Here’s a surprise: The uncertainty about the location of sensitive and confidential data is more of a worry than a hacker or malicious employee.
We surveyed 1,587 Global IT and IT security practitioners in 16 countries (the research was sponsored by Informatica). A list of participating countries is presented in the appendix of this report. To ensure a knowledgeable and quality
response, only IT practitioners whose job involves the protection of sensitive or confidential structured and unstructured data were allowed to participate.
For purposes of this research, datacentric security assigns a data security policy at creation and
follows the data wherever it gets replicated, copied or integrated—independent of technology
platform, geography or hosting platform. Data centric security includes technologies such as data masking, encryption, tokenization and database activity monitoring. This research reveals,
however, that automated solutions would help improve an organization’s compliance and data
protection posture.
Key findings of this research:
1. Data in the dark keeps IT practitioners up at night. Fifty-seven percent of respondents say
not knowing where the organization¡¦s sensitive or confidential data is located keeps them up
at night. This is followed by 51 percent who say migration to new mobile platforms is a
concern.
2. Sensitive or confidential data is often invisible to IT security. Only 16 percent of the
respondents believe they know where all sensitive structured data is located and a very small
percentage (7 percent) know where unstructured data resides.
3. Organizations mainly rely upon the classification of sensitive data to safeguard data
assets. The two most popular technologies for structured data are sensitive data
classification and application-level access controls.

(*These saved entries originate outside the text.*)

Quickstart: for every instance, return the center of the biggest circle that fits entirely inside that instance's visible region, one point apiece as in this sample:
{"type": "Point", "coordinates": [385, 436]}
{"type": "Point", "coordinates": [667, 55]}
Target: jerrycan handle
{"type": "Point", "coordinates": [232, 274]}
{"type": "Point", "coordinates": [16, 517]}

Only 19 percent say their organizations
use centralized access control management and entitlements and 14 percent use file system
and access audits.
4. Automated sensitive data-discovery solutions are believed to reduce the risk to data
and increase security effectiveness. Despite the positive perception about automated
solutions, 60 percent of respondents say they are not using automated solutions to discover
where sensitive or confidential data is located. Of the 40 percent of respondents who say
their organizations use automated solutions, 64 percent say they use it for discovering where
sensitive or confidential data are located in databases and enterprise applications. Only 22
percent use it to discover data in files and emails.
5. Specific automated solutions would improve the organization’s compliance and data protection posture. The most popular capabilities are automated user access history with real-time monitoring followed by policy workflow automation.